Review: Compulab Fitlet2

Posted: 2023-02-12

A while ago, in June 2021, we were discussing home routers that can keep up with 1G+ internet connections in the CommunityRack telegram channel. Of course at IPng Networks we are fond of the Supermicro Xeon D1518 [ref], which has a bunch of 10Gbit X522 and 1Gbit i350 and i210 intel NICs, but it does come at a certain price.

For smaller applications, PC Engines APU6 [ref] is kind of cool and definitely more affordable. But, in this chat, Patrick offered an alternative, the [Fitlet2] which is a small, passively cooled, and expandable IoT-esque machine.

Fast forward 18 months, and Patrick decided to sell off his units, so I bought one off of him, and decided to loadtest it. Considering the pricetag (the unit I will be testing will ship for around $400), and has the ability to use (1G/SFP) fiber optics, it may be a pretty cool one!

Executive Summary

TL/DR: Definitely a cool VPP router, 3x 1Gbit line rate, A- would buy again

With some care on the VPP configuration (notably RX/TX descriptors), this unit can handle L2XC at (almost) line rate in both directions (2.94Mpps out a theoretical 2.97Mpps), with one VPP worker thread, which it not just good, it’s Good Enough™, at which time there is still plenty of headroom on the CPU, as the Atom E3950 has 4 cores.

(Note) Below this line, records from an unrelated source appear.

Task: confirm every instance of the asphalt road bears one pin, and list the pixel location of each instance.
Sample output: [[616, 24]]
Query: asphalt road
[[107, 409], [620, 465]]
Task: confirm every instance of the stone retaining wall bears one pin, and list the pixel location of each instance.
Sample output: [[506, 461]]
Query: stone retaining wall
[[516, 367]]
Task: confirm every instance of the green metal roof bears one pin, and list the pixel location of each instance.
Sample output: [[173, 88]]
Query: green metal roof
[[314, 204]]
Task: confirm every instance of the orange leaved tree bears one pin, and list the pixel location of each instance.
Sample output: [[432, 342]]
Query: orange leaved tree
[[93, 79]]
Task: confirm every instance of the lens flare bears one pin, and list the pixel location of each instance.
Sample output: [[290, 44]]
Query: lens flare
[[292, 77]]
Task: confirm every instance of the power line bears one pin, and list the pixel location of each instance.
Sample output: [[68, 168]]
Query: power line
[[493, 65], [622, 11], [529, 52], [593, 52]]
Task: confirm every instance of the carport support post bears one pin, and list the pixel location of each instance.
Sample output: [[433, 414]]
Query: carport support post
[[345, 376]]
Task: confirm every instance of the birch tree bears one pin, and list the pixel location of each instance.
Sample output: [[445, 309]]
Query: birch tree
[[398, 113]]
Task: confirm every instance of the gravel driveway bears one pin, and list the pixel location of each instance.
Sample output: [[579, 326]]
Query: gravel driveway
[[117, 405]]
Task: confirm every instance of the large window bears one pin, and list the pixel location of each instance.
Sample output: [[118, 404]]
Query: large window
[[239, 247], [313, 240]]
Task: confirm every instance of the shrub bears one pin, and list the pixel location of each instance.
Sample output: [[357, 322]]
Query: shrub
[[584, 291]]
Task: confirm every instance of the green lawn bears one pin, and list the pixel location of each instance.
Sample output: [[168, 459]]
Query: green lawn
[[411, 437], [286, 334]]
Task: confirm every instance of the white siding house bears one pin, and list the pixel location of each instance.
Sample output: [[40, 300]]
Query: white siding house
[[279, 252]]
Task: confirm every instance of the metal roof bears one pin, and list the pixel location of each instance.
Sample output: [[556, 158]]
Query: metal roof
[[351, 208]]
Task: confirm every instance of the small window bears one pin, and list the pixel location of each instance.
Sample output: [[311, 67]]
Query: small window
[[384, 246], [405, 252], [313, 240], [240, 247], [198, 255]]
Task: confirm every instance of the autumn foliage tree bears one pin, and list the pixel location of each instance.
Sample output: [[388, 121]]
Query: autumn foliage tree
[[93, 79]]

In IPv4 routing, using two VPP worker threads, and 2 RX/TX queues on each NIC, the machine keeps up with 64 byte traffic in both directions (ie 2.97Mpps), again with compute power to spare, and while using only two out of four CPU cores on the Atom E3950.

For a $400,- machine that draws close to 11 Watts fully loaded, and sporting 8GB (at a max of 16GB) this Fitlet2 is a gem: it will easily keep up 3x 1Gbit in a production environment, while carrying multiple full BGP tables (900K IPv4 and 170K IPv6), with room to spare. It’s a classy little machine!

Detailed findings

The first thing that I noticed when it arrived is how small it is! The design of the Fitlet2 has a motherboard with a non-removable Atom E3950 CPU running at 1.6GHz, from the Goldmont series. This is a notoriously slow/budget CPU, and it comes with 4C/4T, each CPU thread comes with 24kB of L1 and 1MB of L2 cache, and there is no L3 cache on this CPU at all. That would mean performance in applications like VPP (which try to leverage these caches) will be poorer – the main question on my mind is: does the CPU have enough oompff to keep up with the 1G network cards? I’ll want this CPU to be able to handle roughly 4.5Mpps in total, in order for Fitlet2 to count itself amongst the wirespeed routers.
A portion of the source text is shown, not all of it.